ERIC Number: ED264450
Record Type: Non-Journal
Publication Date: 1985-Oct
Reference Count: N/A
How Older Americans Live: An Analysis of Census Data. An Information Paper Prepared for Use by the Special Committee on Aging. United States Senate, Ninety-Ninth Congress, First Session.
Congress of the U.S., Washington, DC. Senate Special Committee on Aging.
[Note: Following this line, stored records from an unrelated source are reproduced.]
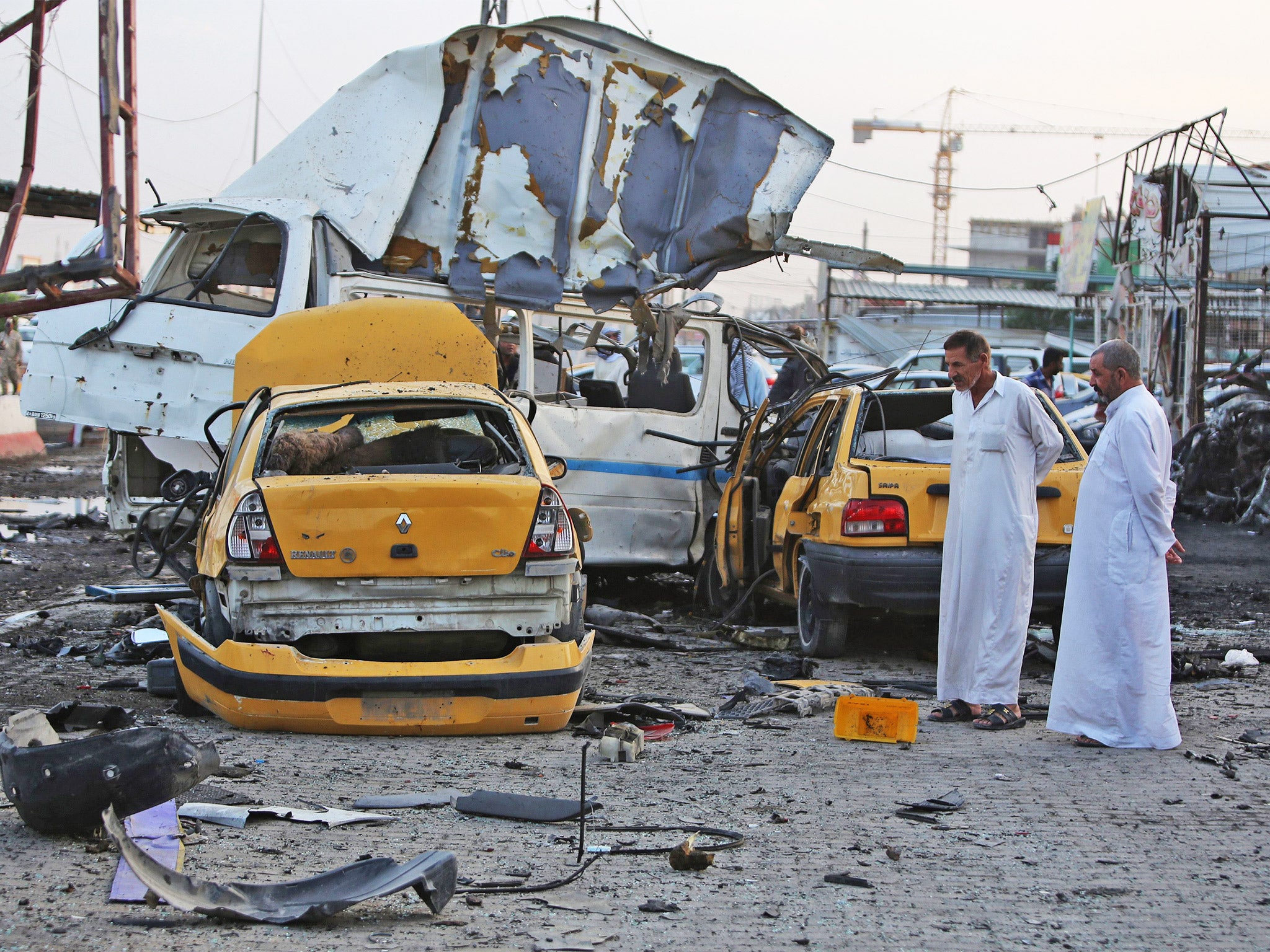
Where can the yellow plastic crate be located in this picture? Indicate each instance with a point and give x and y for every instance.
(876, 719)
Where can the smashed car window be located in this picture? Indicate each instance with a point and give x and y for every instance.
(234, 266)
(600, 363)
(403, 438)
(917, 428)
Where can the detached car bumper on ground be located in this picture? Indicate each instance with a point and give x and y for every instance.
(381, 558)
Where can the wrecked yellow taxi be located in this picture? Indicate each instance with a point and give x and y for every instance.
(383, 558)
(837, 503)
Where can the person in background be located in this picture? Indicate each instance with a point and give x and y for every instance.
(11, 356)
(1003, 443)
(1114, 668)
(611, 364)
(796, 374)
(1043, 377)
(746, 379)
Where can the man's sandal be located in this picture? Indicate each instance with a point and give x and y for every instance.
(998, 718)
(950, 712)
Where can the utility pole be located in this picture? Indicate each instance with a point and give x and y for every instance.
(259, 48)
(1201, 355)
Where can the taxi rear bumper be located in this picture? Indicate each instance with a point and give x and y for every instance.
(908, 579)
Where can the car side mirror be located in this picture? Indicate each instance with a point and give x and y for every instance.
(580, 523)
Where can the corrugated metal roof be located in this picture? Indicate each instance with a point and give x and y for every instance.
(950, 295)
This document is an information paper prepared for the Senate Special Committee on Aging which analyzes 1980 census data on living conditions of older Americans. The analysis provides the following conclusions: (1) older women are more likely to be poor, widowed, and living alone than are older men; (3) labor force participation and median income decline with age; (4) only the oldest old (85 and older) live in old age homes in significant numbers; (5) with increasing age householders are increasingly likely to rent housing and to live alone; (6) older Americans spend a relatively high percentage of their income for housing; and (7) poverty rates for the elderly are lower than for the population as a whole. A statement by Senator John Heinz describes four implications of the analysis to be important to policy makers: significant subgroups of elderly do not have equity in their homes; housing expenses can be a burden for some older Americans, costing up to half of their incomes; many older persons do not have telephones; and subgroups of elderly differ greatly in economic well-being. Heinz's statement also noted the need for housing policy appropriate for the graying of America. Tables and figures of census data are included. An appendix contains information on problems associated with cohort succession data. (ABL)
Publication Type: Information Analyses; Legal/Legislative/Regulatory Materials
Education Level: N/A
Authoring Institution: Congress of the U.S., Washington, DC. Senate Special Committee on Aging.